The three HIV rapid tests which were evaluated in the study, the findings of
which appear in a recent issue of the East African Medical Journal, were
Determine by Abbott Laboratories, Uni-Gold by Trinity Biotech of Ireland and
Capillus, also by Trinity Biotech.
The tests are widely used in poor countries because they are cheap. Each HIV
screening with the tests costs about one dollar, compared with about $40
using the much more reliable PCR test, which is considered the gold
standard.
The East African Medical Journal is published by the Kenya Medical
Association.
In Kenya, according to Dr Peter Cherutich, Assistant Director of Medical
Services at the Ministry of Health and head of HIV prevention at NASCOP, the
National Aids/STI Control Council, the three most used rapid tests are
Determine, Bioline from SD Bioline of South Korea and Uni-Gold. The first
two are usually used as first-line tests while Uni-Gold is confirmatory.

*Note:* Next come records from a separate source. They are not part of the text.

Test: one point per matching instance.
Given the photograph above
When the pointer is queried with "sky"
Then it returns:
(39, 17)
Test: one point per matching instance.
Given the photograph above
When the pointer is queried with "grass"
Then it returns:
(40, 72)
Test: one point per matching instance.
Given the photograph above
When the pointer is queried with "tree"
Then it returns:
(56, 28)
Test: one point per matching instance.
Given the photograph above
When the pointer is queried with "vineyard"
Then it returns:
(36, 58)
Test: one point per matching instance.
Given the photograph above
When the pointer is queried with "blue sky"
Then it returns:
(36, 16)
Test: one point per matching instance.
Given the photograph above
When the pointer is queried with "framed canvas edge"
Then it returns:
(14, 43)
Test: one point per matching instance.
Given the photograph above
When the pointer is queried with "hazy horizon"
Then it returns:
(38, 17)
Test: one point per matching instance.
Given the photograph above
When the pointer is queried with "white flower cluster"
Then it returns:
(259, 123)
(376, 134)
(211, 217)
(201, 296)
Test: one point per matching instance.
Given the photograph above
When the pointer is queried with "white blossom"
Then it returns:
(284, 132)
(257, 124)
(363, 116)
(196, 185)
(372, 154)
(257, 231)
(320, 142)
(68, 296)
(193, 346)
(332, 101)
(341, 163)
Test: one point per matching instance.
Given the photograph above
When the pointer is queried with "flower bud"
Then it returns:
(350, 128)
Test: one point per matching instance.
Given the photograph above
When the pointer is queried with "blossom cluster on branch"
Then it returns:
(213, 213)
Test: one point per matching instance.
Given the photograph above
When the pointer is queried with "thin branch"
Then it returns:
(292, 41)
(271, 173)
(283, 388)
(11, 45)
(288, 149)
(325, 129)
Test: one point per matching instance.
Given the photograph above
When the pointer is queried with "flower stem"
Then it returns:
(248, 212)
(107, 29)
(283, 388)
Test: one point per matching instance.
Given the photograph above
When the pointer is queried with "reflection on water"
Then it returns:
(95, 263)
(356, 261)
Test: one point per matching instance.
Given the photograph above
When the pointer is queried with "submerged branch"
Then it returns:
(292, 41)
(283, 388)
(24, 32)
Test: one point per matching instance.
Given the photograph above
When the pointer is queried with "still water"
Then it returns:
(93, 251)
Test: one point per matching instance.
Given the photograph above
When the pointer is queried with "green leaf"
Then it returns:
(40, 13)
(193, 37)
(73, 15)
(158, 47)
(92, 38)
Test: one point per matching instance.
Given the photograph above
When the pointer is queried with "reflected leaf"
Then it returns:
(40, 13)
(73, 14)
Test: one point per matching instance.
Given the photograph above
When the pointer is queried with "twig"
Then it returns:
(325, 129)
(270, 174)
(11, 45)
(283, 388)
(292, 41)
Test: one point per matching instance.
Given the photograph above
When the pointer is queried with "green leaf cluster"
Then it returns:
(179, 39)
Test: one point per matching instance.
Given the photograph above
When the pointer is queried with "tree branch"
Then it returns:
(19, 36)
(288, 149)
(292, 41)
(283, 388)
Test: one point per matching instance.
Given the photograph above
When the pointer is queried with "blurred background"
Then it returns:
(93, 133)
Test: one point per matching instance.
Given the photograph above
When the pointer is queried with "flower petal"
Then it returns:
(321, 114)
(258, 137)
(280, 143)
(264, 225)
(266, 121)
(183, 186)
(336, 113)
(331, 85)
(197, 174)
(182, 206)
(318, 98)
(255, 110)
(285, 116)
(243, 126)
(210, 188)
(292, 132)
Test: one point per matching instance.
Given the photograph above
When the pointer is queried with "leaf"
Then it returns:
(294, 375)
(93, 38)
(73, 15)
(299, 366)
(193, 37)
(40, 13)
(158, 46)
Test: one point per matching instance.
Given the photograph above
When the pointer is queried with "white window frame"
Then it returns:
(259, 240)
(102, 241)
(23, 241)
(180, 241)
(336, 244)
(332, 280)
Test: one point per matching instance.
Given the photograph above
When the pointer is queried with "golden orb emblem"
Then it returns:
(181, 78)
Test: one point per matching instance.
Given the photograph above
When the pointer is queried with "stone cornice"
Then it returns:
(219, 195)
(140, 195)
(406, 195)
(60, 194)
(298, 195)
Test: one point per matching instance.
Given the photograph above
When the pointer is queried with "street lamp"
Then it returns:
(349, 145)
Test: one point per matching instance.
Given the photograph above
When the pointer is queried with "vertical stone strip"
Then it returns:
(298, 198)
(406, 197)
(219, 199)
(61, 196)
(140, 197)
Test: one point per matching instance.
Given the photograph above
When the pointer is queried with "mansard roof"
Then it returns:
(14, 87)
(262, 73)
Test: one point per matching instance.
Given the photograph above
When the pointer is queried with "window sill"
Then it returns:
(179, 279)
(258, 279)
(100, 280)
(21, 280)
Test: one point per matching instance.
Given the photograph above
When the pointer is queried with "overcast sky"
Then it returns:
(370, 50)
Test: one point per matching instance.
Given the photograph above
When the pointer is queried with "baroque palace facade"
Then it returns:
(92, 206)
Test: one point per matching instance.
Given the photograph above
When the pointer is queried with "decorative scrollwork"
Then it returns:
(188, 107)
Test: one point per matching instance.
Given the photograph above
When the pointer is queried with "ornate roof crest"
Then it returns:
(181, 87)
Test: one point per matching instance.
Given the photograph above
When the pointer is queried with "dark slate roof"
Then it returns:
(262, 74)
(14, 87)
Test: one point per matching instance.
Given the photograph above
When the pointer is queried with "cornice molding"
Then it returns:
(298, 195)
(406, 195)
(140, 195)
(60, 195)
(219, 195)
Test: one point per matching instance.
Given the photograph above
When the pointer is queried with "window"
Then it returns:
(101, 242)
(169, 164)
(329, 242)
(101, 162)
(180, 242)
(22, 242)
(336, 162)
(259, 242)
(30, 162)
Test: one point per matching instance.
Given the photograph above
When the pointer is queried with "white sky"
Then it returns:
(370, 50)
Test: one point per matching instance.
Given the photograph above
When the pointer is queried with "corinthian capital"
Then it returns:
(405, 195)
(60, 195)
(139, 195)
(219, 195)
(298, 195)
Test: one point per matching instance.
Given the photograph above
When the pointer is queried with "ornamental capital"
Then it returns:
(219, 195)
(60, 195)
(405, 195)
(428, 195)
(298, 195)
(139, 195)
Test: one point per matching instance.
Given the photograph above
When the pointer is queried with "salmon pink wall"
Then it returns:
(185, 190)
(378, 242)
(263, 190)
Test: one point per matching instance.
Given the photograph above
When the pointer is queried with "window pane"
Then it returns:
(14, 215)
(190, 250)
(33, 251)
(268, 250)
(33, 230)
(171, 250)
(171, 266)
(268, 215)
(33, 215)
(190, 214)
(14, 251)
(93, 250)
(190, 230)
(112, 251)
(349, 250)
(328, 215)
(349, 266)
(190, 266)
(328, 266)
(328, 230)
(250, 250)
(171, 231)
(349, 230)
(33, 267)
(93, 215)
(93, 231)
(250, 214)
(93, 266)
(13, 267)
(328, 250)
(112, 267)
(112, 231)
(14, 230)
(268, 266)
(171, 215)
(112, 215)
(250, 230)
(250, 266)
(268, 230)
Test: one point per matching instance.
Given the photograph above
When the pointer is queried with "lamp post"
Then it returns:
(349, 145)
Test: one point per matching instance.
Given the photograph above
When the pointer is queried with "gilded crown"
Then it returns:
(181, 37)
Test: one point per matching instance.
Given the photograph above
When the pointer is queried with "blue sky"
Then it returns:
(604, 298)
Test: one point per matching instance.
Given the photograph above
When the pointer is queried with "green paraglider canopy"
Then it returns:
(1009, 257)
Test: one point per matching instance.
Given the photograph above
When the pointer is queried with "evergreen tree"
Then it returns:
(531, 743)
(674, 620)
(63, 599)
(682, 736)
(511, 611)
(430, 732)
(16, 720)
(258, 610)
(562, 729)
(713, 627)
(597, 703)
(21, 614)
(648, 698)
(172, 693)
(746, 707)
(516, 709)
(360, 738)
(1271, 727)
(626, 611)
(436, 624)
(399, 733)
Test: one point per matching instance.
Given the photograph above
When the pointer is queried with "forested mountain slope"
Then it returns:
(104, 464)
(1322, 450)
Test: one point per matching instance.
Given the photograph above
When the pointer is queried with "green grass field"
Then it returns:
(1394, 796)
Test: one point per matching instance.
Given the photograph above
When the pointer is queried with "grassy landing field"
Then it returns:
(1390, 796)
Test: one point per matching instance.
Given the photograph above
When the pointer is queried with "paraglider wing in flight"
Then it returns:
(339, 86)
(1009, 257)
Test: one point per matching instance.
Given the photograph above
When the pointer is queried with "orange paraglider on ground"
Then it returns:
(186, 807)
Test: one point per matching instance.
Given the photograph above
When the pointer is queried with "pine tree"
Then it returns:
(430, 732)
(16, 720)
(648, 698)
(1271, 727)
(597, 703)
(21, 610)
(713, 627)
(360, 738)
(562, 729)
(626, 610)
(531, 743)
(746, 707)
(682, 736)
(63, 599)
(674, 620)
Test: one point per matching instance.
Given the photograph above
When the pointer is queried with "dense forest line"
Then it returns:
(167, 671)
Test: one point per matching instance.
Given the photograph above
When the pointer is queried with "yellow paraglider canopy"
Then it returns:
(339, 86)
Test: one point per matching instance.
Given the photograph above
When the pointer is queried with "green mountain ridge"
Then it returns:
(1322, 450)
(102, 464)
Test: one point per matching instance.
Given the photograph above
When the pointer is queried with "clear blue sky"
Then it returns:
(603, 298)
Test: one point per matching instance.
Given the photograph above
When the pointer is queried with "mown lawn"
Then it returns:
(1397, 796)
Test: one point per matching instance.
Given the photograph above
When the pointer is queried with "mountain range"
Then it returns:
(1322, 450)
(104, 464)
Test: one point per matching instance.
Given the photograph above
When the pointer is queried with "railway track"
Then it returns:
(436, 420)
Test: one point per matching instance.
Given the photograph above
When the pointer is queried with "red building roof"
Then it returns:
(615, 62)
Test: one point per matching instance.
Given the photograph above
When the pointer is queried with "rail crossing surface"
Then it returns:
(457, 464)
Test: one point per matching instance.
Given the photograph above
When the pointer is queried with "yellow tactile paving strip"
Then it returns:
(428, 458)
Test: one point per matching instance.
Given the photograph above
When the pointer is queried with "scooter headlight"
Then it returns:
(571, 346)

The risk of HIV misdiagnosis using the rapid tests rises substantially when
they are used once, without the benefit of a confirmatory test. This
practice is thought to be rampant, especially at VCT sites outside medical
facilities, which are usually manned by non-medical staff.
In Kenya, according to Dr Cherutich, the requirement for one to work at a
VCT site is a secondary education and three weeks training in the
administration of the tests.
Results from the Kenya-Ugandan study, which involved men aged between 18 and
60 seeking VCT services from a rural village in Masaka and the Kakira sugar
plantation, both in Uganda, as well as a coastal village in Kilifi, and the
Nairobi slum of Kangemi, confirm that there are important issues of quality
assurance and dependability of results obtained using the rapid tests.
When used as a single test in Masaka, for example, Determine was able to
correctly identify only 45.70 per cent of those infected with HIV as
carrying the virus.
This means that out of every 100 HIV-positive people, 54 could actually have
walked out of the VCT centre thinking they were HIV-negative, when in actual
fact they were not, if they were not advised to take a confirmatory test.